Auswirkungen des Gifts:

  • blutdrucksenkend
  • die Herztätigkeit und die Atmung herabsetzend
  • das Nervensystem angreifend
  • das Gehör angreifend (in bestimmten Fällen bis zur Taubheit)
  • Anzeichen für eine Vergiftung: Schwindelgefühle, übernervosität, Seh- und Hörschwierigkeiten (in solchen Fällen sofort den Magen spülen!)
  • Maximaldosen: 25 Tr. oder 0,50 g als Einzeldosis, 50 Tr. oder 1 g als Tagesdosis
  • Fertige Präparate: »Oxyfuge Castel, Vermirene«

Andere Gänsefußarten
Chenopodium album oder Weißer Gänsefuß
In Frankreich und Deutschland weit verbreitet; erfrischend, beruhigend, hämorrhoidenbekämpfend.
Manche Autoren halten ihn, lokal angewendet, fürein Mittel gegen Haarausfall, der von Schuppen verursacht wird.

Chenopodium ambrosioides oder Wohlriechender Gänsefuß
Auch mexikanischer und spanischer Tee oder Jesuiten-Tee genannt; kräftigend, magenstärkend. Ist auch bei nervösen Leiden angezeigt. Wird vor allem als Heiltee verschrieben.

Chenopodium bonus-henricus oder Guter Heinrich
In Frankreich und Deutschland weit verbreitet; seine Blätter werden wie Spinat zubereitet (vor allem von jungen Pflanzen), daher auch sein Beiname »wilder Spinat«.
Erfrischend und abführend.

Außerdem gibt es noch den Garten-Gänsefuß, den durchblätterten Gänsefuß oder Erdbeerspinat usw.
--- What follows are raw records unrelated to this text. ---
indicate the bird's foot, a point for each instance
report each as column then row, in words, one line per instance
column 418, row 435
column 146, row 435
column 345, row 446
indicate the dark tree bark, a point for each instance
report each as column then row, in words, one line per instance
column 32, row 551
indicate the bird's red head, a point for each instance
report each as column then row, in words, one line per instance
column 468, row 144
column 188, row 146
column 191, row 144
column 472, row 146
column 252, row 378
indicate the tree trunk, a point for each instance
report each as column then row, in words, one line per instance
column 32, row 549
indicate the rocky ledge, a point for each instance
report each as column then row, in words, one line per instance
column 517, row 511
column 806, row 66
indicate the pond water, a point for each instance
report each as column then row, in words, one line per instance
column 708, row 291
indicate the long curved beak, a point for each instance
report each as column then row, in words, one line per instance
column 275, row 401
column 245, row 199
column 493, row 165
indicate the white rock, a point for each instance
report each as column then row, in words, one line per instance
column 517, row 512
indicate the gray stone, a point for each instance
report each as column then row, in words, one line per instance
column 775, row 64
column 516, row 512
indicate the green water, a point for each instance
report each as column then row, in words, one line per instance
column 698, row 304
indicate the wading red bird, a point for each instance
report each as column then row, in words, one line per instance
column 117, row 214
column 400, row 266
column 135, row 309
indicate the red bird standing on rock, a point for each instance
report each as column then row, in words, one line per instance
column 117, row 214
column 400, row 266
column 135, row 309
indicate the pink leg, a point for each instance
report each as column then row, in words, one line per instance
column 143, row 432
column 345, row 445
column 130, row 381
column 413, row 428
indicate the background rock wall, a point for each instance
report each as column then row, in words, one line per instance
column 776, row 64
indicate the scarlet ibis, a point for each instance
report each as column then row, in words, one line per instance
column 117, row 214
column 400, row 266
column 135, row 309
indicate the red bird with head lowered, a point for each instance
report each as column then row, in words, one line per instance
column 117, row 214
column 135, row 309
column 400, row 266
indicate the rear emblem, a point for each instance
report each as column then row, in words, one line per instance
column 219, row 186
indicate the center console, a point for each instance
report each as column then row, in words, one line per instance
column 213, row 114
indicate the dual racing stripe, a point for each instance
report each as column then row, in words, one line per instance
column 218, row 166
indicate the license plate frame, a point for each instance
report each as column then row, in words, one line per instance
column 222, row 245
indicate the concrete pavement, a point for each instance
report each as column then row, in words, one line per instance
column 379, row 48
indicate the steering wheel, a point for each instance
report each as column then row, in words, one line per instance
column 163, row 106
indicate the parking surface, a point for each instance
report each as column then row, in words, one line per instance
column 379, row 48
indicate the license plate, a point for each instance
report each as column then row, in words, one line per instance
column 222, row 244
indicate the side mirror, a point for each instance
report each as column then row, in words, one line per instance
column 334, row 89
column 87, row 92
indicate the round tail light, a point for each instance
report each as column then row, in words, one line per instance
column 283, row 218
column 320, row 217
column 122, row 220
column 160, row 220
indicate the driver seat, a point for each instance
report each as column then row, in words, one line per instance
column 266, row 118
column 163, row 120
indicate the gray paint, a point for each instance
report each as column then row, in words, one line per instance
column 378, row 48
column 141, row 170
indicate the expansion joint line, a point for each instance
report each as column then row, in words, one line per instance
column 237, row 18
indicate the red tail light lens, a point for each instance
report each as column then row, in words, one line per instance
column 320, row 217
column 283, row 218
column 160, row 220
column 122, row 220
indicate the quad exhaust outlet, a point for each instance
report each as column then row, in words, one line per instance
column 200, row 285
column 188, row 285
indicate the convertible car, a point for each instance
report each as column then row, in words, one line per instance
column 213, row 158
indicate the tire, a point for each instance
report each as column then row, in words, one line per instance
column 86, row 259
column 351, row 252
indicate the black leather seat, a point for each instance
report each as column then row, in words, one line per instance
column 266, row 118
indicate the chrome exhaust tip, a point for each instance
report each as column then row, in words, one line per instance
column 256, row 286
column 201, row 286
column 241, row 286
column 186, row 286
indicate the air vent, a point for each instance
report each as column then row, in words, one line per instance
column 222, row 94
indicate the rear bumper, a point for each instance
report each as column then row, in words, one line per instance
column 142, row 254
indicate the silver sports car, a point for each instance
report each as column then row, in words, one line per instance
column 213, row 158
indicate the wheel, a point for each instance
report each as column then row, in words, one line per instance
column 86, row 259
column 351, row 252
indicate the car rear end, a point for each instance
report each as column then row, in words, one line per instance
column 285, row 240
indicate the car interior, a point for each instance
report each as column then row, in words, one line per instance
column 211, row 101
Auch der Mangold ist ein Gänsefußgewächs, dessen Blätter und Rippen ein ausgezeichnetes, erfrischendes Gericht liefern. Die Blätter können roh als Salat verwendet werden, während die Rippen meist gekocht werden. Vor einigen Jahren hat die Academie Rabelais* bei einem großen Kochwettbewerb einem Mangold-Gericht den ersten Preis zugesprochen.

* Eine der anspruchsvollsten Feinschmeckervereinigungen Frankreichs. Anmerkung des übersetzers.